CS11 Erlang - Lab 4 - RSS Queues

To continue our work on the RSS Feed Aggregator project, this week we will implement another central component of the aggregator: an "RSS queue" process for holding and managing RSS feed items. When our server begins to track a new RSS feed, we can start up a new queue process to hold the RSS records from that feed. The queue will receive messages that contain RSS feed items, and update their internal state based on whether the item is new, an updated version of an older item, and so forth.

From this point forward, you should also use Erlang documentation markup that can be processed by edoc. At the end of this lab, it should be possible to run edoc on your code and generate good documentation.

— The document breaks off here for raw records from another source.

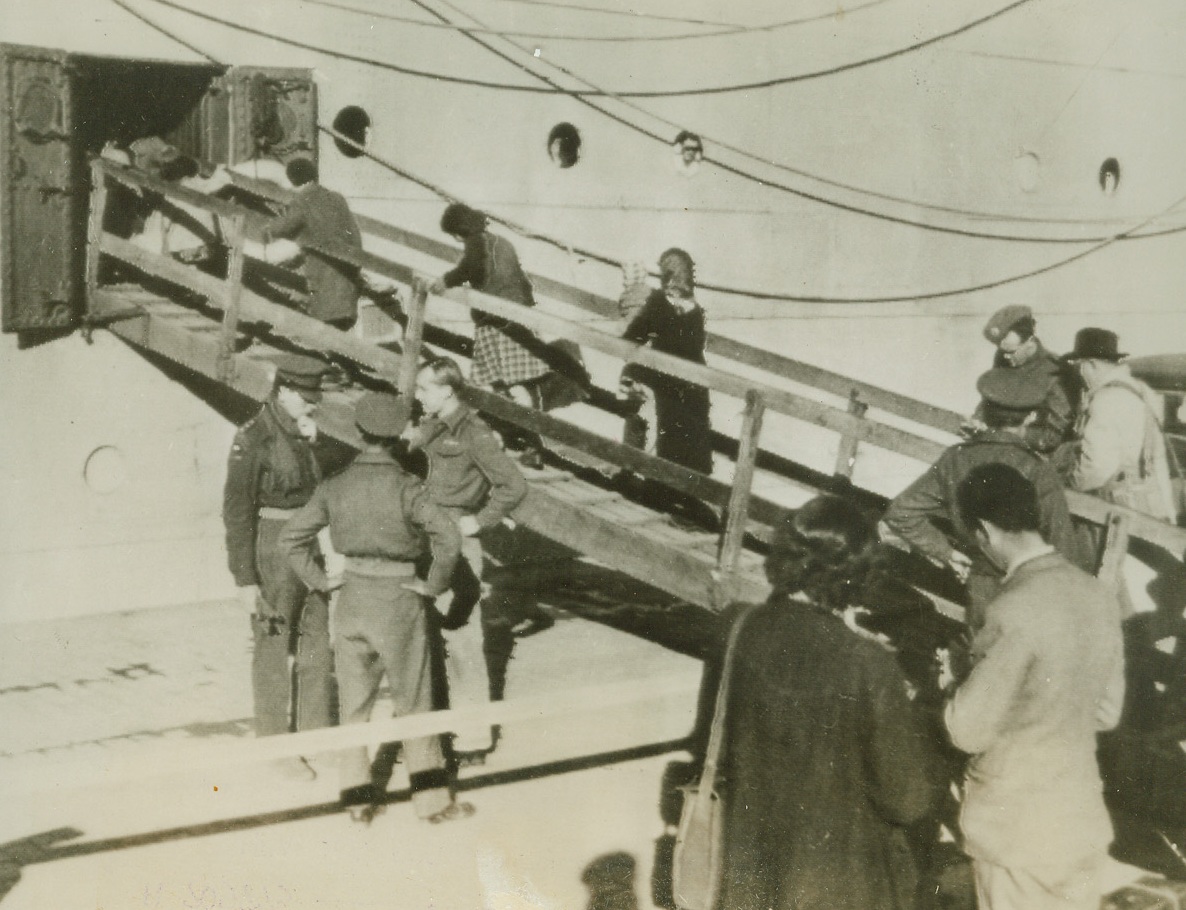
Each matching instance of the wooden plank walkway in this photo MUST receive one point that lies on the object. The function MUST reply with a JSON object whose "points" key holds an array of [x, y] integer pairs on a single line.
{"points": [[624, 535]]}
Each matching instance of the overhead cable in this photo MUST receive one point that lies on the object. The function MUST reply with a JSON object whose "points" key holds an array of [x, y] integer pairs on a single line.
{"points": [[1000, 235], [708, 286], [673, 93], [603, 38]]}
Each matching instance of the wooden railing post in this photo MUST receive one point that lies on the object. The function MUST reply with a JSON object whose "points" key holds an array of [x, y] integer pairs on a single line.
{"points": [[95, 230], [413, 336], [846, 457], [738, 509], [1115, 549], [235, 229]]}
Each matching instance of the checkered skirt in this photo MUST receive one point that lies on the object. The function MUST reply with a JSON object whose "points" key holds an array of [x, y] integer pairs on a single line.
{"points": [[499, 358]]}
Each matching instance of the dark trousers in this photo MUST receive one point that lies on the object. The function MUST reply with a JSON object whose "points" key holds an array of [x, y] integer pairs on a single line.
{"points": [[382, 628], [289, 621]]}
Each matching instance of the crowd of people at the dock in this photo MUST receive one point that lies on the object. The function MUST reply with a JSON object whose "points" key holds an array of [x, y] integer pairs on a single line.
{"points": [[837, 762]]}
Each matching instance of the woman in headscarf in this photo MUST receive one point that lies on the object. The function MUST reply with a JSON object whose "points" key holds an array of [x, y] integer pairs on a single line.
{"points": [[503, 356], [673, 322], [826, 763]]}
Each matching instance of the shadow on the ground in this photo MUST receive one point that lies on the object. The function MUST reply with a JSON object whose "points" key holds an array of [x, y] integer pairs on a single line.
{"points": [[48, 847]]}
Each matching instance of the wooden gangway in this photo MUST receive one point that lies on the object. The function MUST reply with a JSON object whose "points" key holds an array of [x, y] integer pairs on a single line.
{"points": [[211, 324]]}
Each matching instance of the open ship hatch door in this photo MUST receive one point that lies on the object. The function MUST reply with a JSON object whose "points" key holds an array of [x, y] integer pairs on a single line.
{"points": [[40, 199], [62, 108]]}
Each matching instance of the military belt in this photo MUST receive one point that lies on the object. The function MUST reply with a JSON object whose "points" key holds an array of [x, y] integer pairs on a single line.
{"points": [[380, 566], [272, 511]]}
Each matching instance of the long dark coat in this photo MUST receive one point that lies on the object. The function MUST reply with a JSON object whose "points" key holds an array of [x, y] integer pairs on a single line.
{"points": [[826, 765]]}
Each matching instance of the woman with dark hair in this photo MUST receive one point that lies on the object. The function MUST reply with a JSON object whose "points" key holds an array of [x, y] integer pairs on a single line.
{"points": [[502, 358], [826, 763], [673, 322]]}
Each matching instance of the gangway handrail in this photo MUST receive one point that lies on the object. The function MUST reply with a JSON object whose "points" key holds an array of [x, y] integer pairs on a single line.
{"points": [[167, 758], [1083, 506], [861, 427], [807, 374]]}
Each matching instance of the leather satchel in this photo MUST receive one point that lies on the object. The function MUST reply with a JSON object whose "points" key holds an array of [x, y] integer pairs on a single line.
{"points": [[699, 860]]}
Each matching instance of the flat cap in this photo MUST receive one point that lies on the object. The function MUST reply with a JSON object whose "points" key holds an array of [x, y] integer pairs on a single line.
{"points": [[1009, 388], [1095, 344], [382, 414], [1003, 319], [300, 373]]}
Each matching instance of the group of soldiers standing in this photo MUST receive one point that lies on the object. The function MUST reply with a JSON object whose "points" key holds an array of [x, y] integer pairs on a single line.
{"points": [[403, 541]]}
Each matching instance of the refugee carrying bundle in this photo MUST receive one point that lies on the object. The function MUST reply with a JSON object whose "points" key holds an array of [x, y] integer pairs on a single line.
{"points": [[697, 864]]}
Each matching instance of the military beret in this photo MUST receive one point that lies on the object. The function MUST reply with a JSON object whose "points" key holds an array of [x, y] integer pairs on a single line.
{"points": [[1009, 388], [1003, 319], [382, 414], [300, 373]]}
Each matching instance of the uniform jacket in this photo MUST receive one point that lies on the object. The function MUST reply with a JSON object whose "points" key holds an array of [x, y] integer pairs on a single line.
{"points": [[1122, 451], [1056, 415], [374, 509], [271, 465], [826, 765], [467, 469], [491, 265], [1047, 674], [317, 215], [914, 513]]}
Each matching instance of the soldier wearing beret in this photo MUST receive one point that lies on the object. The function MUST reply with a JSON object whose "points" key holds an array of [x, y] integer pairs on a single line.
{"points": [[920, 513], [273, 471], [378, 515], [1011, 329]]}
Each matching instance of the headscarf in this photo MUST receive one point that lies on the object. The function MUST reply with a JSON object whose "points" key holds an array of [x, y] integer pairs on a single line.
{"points": [[459, 218], [677, 273]]}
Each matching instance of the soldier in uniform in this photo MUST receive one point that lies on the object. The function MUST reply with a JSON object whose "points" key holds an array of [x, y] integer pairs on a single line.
{"points": [[917, 514], [273, 471], [1011, 329], [317, 215], [378, 515], [478, 484]]}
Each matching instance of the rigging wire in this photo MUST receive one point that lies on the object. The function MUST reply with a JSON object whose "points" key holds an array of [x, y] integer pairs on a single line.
{"points": [[671, 93], [719, 288], [169, 35], [748, 176], [601, 38]]}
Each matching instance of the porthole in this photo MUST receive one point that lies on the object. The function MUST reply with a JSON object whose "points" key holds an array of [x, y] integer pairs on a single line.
{"points": [[1109, 176], [354, 123], [689, 152], [104, 470], [565, 145]]}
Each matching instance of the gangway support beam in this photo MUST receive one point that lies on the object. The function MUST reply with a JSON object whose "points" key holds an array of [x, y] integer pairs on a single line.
{"points": [[94, 234], [846, 456], [737, 513], [235, 230], [413, 336]]}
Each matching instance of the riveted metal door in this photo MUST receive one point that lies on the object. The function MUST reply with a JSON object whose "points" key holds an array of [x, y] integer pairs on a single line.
{"points": [[273, 113], [39, 192]]}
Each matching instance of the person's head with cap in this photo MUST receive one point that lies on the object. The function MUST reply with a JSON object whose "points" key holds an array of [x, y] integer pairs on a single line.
{"points": [[1095, 354], [1012, 330], [1009, 399], [300, 172], [382, 417], [298, 383]]}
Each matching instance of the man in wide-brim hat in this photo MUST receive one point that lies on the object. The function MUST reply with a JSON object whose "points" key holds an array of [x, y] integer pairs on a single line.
{"points": [[1118, 451], [378, 516]]}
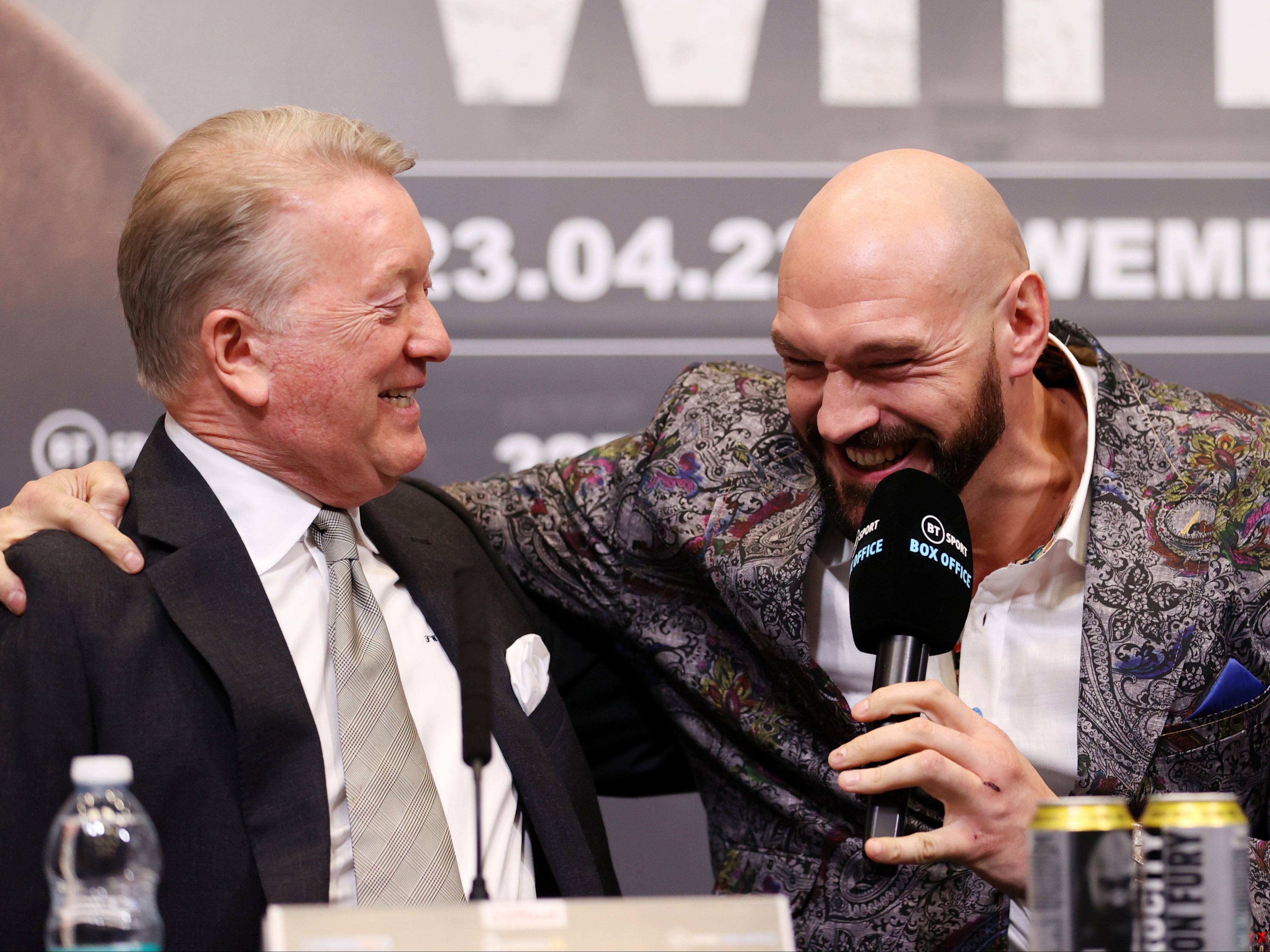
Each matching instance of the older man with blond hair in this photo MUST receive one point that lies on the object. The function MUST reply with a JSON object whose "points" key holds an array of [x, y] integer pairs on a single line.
{"points": [[282, 671], [1117, 642]]}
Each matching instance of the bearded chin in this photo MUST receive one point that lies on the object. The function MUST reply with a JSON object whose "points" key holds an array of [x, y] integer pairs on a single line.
{"points": [[955, 460]]}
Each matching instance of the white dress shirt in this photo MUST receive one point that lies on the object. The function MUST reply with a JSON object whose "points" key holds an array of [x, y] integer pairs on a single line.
{"points": [[273, 521], [1020, 647]]}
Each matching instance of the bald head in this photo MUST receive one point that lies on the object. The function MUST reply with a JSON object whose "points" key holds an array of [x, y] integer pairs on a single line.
{"points": [[910, 216], [907, 318]]}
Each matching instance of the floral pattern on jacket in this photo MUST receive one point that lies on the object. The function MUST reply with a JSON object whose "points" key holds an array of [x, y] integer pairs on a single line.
{"points": [[691, 539]]}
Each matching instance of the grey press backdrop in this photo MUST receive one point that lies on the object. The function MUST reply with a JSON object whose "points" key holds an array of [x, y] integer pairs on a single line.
{"points": [[609, 186]]}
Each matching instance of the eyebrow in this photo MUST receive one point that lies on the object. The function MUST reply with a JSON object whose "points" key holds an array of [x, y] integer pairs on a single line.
{"points": [[782, 343]]}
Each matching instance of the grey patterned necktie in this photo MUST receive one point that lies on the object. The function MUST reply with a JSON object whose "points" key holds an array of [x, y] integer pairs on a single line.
{"points": [[402, 848]]}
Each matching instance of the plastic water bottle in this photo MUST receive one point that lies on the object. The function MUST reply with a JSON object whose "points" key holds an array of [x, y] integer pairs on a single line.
{"points": [[103, 864]]}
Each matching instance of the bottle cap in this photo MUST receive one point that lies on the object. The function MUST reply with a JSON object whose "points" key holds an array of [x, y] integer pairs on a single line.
{"points": [[101, 771]]}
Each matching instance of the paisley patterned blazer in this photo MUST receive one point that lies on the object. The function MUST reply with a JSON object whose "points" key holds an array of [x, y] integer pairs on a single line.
{"points": [[688, 544]]}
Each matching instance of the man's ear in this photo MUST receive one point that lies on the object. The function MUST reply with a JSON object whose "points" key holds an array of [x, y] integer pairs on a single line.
{"points": [[234, 345], [1027, 311]]}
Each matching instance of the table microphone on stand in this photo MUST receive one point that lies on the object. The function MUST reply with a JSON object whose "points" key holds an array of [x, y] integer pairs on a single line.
{"points": [[475, 687], [910, 591]]}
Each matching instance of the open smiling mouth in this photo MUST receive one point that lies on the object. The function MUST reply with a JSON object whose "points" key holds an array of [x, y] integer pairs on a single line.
{"points": [[879, 459], [402, 399]]}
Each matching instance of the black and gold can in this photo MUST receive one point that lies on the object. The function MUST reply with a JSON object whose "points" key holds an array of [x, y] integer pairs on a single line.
{"points": [[1081, 885], [1194, 874]]}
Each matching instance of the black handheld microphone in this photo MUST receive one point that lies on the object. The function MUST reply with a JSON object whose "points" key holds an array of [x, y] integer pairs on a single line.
{"points": [[911, 584], [475, 687]]}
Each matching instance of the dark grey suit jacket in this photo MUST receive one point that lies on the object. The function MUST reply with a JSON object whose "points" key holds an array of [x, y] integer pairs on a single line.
{"points": [[183, 668]]}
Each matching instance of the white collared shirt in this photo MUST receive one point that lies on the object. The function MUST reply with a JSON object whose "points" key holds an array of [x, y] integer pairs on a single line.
{"points": [[1020, 647], [273, 521]]}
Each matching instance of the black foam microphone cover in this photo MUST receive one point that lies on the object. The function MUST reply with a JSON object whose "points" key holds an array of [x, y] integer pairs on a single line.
{"points": [[912, 569], [475, 683]]}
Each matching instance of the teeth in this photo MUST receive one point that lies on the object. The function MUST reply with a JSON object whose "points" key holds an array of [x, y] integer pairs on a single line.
{"points": [[869, 459], [399, 398]]}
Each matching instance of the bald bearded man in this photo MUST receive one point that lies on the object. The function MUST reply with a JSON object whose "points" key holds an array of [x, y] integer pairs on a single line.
{"points": [[1117, 525]]}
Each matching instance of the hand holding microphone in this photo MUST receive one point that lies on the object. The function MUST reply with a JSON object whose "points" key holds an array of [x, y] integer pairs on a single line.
{"points": [[911, 588]]}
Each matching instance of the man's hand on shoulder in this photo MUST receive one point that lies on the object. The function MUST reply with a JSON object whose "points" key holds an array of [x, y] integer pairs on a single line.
{"points": [[88, 502], [990, 791]]}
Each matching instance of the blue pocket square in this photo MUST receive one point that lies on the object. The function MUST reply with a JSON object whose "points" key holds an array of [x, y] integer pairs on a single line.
{"points": [[1235, 686]]}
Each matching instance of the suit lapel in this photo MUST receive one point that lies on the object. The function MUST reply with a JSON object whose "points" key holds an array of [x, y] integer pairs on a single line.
{"points": [[212, 593], [426, 559], [1145, 605], [759, 542]]}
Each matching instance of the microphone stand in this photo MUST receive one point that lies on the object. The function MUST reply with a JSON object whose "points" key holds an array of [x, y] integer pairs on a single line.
{"points": [[901, 658], [479, 882], [477, 688]]}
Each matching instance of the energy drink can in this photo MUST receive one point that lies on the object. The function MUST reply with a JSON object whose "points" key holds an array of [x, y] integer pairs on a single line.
{"points": [[1194, 874], [1081, 889]]}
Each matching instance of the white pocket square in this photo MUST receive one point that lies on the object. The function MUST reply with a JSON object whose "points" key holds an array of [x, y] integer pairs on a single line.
{"points": [[528, 662]]}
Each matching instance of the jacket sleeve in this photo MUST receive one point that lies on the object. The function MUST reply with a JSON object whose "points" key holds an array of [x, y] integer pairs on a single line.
{"points": [[581, 536], [45, 722], [577, 532]]}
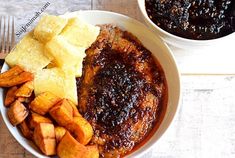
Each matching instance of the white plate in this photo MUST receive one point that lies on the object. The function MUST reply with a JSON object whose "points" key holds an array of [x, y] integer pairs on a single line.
{"points": [[151, 42]]}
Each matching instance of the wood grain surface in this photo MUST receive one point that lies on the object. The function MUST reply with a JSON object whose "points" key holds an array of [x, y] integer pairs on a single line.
{"points": [[204, 126]]}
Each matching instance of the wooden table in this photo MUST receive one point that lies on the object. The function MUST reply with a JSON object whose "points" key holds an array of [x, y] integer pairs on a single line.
{"points": [[204, 126]]}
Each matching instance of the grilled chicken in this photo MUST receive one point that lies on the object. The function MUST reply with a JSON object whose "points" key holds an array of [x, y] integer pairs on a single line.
{"points": [[122, 92]]}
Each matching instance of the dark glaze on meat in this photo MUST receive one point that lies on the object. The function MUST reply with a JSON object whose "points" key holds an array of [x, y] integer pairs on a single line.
{"points": [[122, 92]]}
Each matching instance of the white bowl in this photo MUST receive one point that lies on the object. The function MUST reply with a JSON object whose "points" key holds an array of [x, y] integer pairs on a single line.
{"points": [[151, 42], [177, 41]]}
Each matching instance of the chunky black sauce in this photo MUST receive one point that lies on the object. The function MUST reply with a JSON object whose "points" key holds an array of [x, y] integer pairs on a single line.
{"points": [[123, 92], [193, 19]]}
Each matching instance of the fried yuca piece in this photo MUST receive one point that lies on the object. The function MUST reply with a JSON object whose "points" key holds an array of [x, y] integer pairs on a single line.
{"points": [[59, 133], [25, 90], [62, 113], [81, 129], [17, 113], [43, 102], [36, 119], [44, 138], [11, 72], [16, 79], [48, 27], [25, 130], [10, 96]]}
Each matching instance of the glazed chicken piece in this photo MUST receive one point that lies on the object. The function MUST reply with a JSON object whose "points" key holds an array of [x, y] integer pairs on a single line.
{"points": [[122, 91]]}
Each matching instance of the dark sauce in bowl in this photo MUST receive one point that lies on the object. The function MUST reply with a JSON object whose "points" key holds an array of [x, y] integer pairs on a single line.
{"points": [[192, 19]]}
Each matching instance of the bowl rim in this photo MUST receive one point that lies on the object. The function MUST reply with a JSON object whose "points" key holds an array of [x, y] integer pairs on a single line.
{"points": [[146, 17], [170, 119]]}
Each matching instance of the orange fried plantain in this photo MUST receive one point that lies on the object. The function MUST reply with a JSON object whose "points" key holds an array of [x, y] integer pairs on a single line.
{"points": [[16, 80], [14, 71], [10, 96], [17, 113]]}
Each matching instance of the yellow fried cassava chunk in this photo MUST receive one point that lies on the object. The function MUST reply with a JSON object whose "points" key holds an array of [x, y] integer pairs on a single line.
{"points": [[57, 81], [80, 33], [29, 54], [48, 27], [65, 55]]}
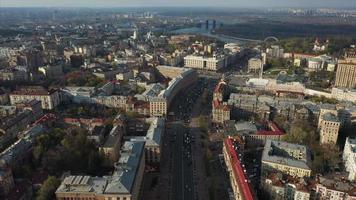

Here is a specification of what you should build:

  1. Create a module named rss_queue for the RSS-feed queue implementation.

  2. The module should provide a server function that actually implements the server loop of the queue process.

    For now, the queue's state will only consist of a list of RSS feed items that are currently in the queue. The RSS feed items need to be kept in increasing order of publication-time, so be very careful about managing the queue order.

    We will extend the state of this queue process in subsequent labs, as we need to keep track of additional information.

  3. The server function needs to handle the following messages:

    {add_item, RSSItem}

    This is the most complex operation that the queue must support, mainly because there is a lot of book-keeping work to do.

    Another process can send a tuple containing add_item and the actual RSS feed item to add, and the queue process will update its internal list to include the new item. Using the rss_parse:compare_feed_items/2 function you created in lab 3, you can update the queue in this manner:

    • If there is any item in the queue that produces same for the comparison, then ignore the new item. The incoming item is already in our queue, so we can just ignore it.
    • If there is any item in the queue that produces updated for the comparison, then the old version needs to be removed from the queue before the new item is added. Note that you shouldn't just put the new item where the old one was, because the new item may have a modified publication date.

      Once you have removed the old version of the item, you should update the queue as for the next case:

    • Finally, if no item in the queue is the same as this item, add the item into the queue, taking care to keep all items in increasing order of publication date.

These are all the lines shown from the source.